# CAIIB Paper-1 Module A Unit 1 : Definition of Statistics, Importance & Limitations & Data Collection, Classification & Tabulation

## CAIIB Paper 1 (ABM) Module A Unit 1: Definition of Statistics, Importance & Limitations & Data Collection, Classification & Tabulation (New Syllabus)

IIBF has released the New Syllabus Exam Pattern for CAIIB Exam 2023. Following the format of the current exam, CAIIB 2023 will have now four papers. The CAIIB Paper 1 (Advanced Bank Management) includes an important topic called “Definition of Statistics, Importance & Limitations & Data Collection, Classification & Tabulation”. Every candidate who are appearing for the CAIIB Certification Examination 2023 must understand each unit included in the syllabus.

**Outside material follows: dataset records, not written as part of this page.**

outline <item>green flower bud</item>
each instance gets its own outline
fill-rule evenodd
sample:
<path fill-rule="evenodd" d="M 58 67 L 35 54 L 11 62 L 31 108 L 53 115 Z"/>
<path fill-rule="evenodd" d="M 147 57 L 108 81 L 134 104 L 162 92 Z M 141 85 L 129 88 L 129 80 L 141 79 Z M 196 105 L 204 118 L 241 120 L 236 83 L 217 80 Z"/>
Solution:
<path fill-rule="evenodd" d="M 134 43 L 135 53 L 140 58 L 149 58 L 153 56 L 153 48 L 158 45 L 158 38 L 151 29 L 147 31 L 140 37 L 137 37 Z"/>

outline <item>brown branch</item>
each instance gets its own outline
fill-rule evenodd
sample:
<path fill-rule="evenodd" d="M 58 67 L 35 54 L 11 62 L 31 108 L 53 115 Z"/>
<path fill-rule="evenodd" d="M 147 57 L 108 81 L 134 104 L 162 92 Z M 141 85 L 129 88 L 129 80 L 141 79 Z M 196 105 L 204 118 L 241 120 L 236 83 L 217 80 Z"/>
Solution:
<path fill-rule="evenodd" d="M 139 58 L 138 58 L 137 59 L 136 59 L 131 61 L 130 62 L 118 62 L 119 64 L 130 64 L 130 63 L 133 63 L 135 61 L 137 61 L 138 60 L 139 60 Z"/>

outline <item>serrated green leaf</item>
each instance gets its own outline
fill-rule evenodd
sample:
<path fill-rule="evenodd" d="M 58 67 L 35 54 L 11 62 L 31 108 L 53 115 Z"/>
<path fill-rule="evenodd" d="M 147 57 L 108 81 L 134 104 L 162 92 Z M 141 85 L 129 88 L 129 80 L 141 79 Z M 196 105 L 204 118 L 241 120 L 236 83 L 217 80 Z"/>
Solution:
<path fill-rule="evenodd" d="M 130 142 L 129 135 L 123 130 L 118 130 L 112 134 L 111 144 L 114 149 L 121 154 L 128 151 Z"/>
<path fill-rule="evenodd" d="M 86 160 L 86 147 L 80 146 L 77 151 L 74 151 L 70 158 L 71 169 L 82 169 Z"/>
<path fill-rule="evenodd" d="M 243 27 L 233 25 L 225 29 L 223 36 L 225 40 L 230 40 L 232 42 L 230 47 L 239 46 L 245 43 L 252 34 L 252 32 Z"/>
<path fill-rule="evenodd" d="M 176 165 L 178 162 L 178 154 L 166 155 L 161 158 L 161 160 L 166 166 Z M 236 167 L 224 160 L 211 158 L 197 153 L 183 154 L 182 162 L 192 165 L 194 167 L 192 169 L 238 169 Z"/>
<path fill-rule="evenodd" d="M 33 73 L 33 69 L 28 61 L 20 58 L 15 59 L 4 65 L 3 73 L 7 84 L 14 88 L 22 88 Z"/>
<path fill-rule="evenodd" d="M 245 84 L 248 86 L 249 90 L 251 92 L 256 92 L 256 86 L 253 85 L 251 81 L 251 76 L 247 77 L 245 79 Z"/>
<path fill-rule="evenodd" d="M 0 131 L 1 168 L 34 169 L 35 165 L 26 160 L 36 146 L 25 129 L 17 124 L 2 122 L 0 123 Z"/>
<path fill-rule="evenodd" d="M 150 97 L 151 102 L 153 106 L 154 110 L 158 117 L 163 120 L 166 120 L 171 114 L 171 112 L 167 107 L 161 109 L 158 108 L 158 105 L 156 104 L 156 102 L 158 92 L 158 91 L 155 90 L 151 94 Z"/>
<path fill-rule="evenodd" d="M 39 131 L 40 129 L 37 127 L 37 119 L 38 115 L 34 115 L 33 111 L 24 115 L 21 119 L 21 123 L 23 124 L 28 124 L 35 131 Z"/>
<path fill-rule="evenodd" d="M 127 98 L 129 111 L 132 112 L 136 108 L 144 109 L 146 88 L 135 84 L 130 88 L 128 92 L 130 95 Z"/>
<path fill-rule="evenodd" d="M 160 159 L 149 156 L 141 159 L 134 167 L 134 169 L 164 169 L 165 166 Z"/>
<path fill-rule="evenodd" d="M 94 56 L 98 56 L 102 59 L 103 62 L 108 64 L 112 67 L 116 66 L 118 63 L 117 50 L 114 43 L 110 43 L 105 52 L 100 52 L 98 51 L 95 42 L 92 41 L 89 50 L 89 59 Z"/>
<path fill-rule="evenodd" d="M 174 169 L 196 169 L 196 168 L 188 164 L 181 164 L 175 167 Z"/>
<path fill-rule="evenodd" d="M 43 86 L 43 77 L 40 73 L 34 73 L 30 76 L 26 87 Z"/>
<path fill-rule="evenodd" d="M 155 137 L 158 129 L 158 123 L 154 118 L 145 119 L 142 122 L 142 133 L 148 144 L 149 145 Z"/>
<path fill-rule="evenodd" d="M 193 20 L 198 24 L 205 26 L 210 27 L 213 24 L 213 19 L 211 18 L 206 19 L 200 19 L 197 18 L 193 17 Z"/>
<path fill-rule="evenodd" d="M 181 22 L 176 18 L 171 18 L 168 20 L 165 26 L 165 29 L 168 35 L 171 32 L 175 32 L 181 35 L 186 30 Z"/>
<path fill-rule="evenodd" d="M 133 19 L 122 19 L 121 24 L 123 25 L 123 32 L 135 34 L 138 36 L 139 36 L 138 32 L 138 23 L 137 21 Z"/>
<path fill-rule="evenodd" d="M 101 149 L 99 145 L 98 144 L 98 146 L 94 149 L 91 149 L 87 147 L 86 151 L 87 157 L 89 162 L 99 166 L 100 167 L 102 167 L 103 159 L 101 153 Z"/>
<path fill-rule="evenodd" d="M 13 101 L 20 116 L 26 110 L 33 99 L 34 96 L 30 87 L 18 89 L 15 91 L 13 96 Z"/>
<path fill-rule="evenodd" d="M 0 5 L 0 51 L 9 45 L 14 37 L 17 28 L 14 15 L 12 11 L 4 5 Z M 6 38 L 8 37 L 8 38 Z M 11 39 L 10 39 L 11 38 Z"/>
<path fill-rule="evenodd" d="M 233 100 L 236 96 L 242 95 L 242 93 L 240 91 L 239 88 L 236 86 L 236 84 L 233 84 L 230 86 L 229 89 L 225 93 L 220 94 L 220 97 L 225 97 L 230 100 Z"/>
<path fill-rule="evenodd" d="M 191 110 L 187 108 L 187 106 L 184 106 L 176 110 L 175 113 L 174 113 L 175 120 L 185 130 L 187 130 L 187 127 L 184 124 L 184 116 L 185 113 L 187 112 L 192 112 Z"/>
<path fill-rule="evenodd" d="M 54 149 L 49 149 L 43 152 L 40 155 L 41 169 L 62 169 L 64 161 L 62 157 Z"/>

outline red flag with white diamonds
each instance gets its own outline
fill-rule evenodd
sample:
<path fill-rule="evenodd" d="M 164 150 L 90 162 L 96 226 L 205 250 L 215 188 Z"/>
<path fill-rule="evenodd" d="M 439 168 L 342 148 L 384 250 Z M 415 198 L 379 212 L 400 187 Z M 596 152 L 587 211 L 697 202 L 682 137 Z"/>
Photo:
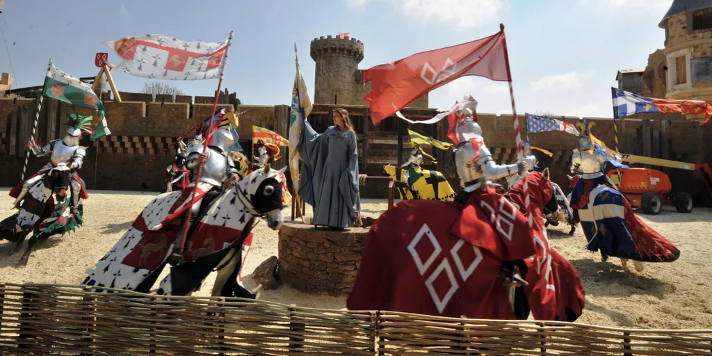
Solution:
<path fill-rule="evenodd" d="M 363 80 L 371 80 L 364 100 L 371 103 L 371 120 L 378 125 L 433 89 L 455 79 L 477 75 L 508 81 L 503 31 L 478 40 L 414 54 L 372 67 Z"/>
<path fill-rule="evenodd" d="M 163 35 L 125 37 L 104 44 L 121 57 L 117 66 L 137 77 L 168 80 L 219 78 L 227 61 L 232 33 L 222 42 L 184 41 Z"/>

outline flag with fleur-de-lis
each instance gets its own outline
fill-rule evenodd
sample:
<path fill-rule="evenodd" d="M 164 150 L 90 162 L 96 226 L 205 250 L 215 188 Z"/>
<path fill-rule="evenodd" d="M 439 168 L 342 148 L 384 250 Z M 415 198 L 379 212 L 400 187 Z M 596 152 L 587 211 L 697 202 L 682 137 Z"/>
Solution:
<path fill-rule="evenodd" d="M 103 43 L 121 57 L 117 68 L 137 77 L 167 80 L 219 78 L 227 61 L 232 35 L 221 42 L 181 41 L 148 34 Z"/>

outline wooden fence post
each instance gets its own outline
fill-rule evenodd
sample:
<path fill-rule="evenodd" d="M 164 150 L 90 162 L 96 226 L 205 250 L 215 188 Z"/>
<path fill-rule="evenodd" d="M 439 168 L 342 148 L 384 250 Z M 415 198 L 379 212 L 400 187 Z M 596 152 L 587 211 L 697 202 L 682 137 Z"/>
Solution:
<path fill-rule="evenodd" d="M 36 306 L 33 305 L 35 300 L 35 294 L 25 290 L 22 293 L 22 313 L 20 313 L 20 332 L 18 336 L 18 341 L 24 340 L 31 337 L 33 334 L 31 324 L 28 323 L 29 319 L 34 317 L 32 310 L 36 309 Z M 29 345 L 26 342 L 18 342 L 18 348 L 27 348 Z"/>
<path fill-rule="evenodd" d="M 630 352 L 633 350 L 630 346 L 630 333 L 624 332 L 623 333 L 623 356 L 633 356 L 633 354 Z"/>
<path fill-rule="evenodd" d="M 0 335 L 2 335 L 3 309 L 5 306 L 5 283 L 0 283 Z"/>
<path fill-rule="evenodd" d="M 84 329 L 85 333 L 82 336 L 83 341 L 88 340 L 91 345 L 88 346 L 85 349 L 86 352 L 82 352 L 80 354 L 81 356 L 92 355 L 90 350 L 95 346 L 96 340 L 92 335 L 92 333 L 95 331 L 96 328 L 96 305 L 92 305 L 92 302 L 96 300 L 96 297 L 92 297 L 89 293 L 91 293 L 91 287 L 87 286 L 84 287 L 84 296 L 82 298 L 82 300 L 85 303 L 84 307 L 82 308 L 82 311 L 84 313 L 84 315 L 82 317 L 83 320 L 87 320 L 86 328 Z"/>
<path fill-rule="evenodd" d="M 221 328 L 220 330 L 220 335 L 218 335 L 218 351 L 221 351 L 219 354 L 220 356 L 225 356 L 225 297 L 220 297 L 220 303 L 218 304 L 218 323 L 220 323 Z"/>
<path fill-rule="evenodd" d="M 539 349 L 539 351 L 541 352 L 540 355 L 546 355 L 546 335 L 544 335 L 544 333 L 545 332 L 544 330 L 545 325 L 545 324 L 544 323 L 539 323 L 539 326 L 541 327 L 541 329 L 540 329 L 539 331 L 542 333 L 542 335 L 539 335 L 539 339 L 540 339 L 539 344 L 541 345 L 541 347 Z"/>
<path fill-rule="evenodd" d="M 292 304 L 292 307 L 295 307 L 296 305 Z M 294 308 L 290 307 L 288 310 L 289 310 L 289 331 L 296 331 L 296 332 L 303 332 L 305 329 L 305 325 L 301 323 L 295 323 L 293 320 L 293 313 L 294 313 Z M 303 337 L 298 337 L 297 336 L 290 336 L 289 337 L 289 352 L 300 352 L 303 351 L 304 345 L 302 344 L 298 344 L 297 342 L 303 342 Z"/>
<path fill-rule="evenodd" d="M 378 356 L 384 356 L 386 355 L 386 345 L 383 343 L 384 337 L 381 335 L 381 324 L 383 323 L 383 320 L 381 318 L 381 310 L 376 312 L 376 335 L 378 337 L 376 340 L 378 340 Z"/>

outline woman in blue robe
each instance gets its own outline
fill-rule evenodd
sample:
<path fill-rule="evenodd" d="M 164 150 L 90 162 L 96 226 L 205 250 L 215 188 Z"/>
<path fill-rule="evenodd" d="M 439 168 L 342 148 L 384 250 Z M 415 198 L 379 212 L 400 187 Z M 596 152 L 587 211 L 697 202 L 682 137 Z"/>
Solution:
<path fill-rule="evenodd" d="M 298 192 L 313 208 L 312 224 L 344 229 L 360 221 L 356 132 L 347 111 L 337 108 L 332 113 L 334 125 L 323 133 L 304 122 Z"/>

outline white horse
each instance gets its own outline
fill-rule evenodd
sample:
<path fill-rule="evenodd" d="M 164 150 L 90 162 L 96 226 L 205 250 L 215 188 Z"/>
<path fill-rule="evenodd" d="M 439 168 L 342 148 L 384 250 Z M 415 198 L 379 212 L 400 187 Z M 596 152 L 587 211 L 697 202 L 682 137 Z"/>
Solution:
<path fill-rule="evenodd" d="M 214 295 L 255 298 L 241 286 L 240 271 L 251 244 L 251 231 L 258 222 L 256 218 L 266 218 L 273 230 L 281 227 L 281 180 L 286 169 L 271 169 L 268 165 L 255 170 L 220 192 L 209 207 L 201 206 L 187 228 L 180 258 L 172 253 L 181 246 L 178 221 L 182 219 L 170 218 L 180 214 L 193 189 L 159 194 L 96 267 L 88 271 L 82 284 L 148 293 L 165 265 L 171 263 L 171 272 L 161 281 L 157 294 L 190 295 L 216 268 Z M 202 192 L 199 185 L 198 190 Z"/>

In this article, we are going to cover all the necessary details of CAIIB Paper 1 (ABM) Module A (Statistics ) Unit 1 : Definition of Statistics, Importance & Limitations & Data Collection, Classification & Tabulation, Aspirants must go through this article to better understand the topic, Definition of Statistics, Importance & Limitations & Data Collection, Classification & Tabulation and practice using our Online Mock Test Series to strengthen their knowledge of Banker Customer Relationship. Unit 1: Definition of Statistics, Importance & Limitations & Data Collection, Classification & Tabulation

### Introduction

The word ‘Statistics’ has been derived from the

• Latin word ‘statisticum’,
• Italian word ‘statistia’
• German word ‘statistik’,
• Each of which means a group of numbers or figures that represent some information of human interest.
• First used by professor Achen well in 1749 to refer to the subject-matter as a whole.
• Achen well defined statistics as the Political Science of many countries.
• In the early years statistics is to be used only by the kings to collect facts about the state, revenue of the state or the people in the state of administrative or political purpose.
• Gradually the use of statistics which means data or information has increased and widened.
• It is now used in almost in all the fields of human knowledge and skills like Business, Commerce, Economics, Social Sciences, Politics, Planning, Medicine and other sciences, physical as well as natural.
• In many practical situations in life, we come across different types of data which are needed to be understood, analysed, compared and interpreted correctly.
• For example, in a college we need to analyse the data of marks obtained, in a hospital we need to analyse the data of number of patients having different diseases, rate of mortality, Different types of data need to be analysed in Economics, Government and Private organisations, Sports and in many other fields.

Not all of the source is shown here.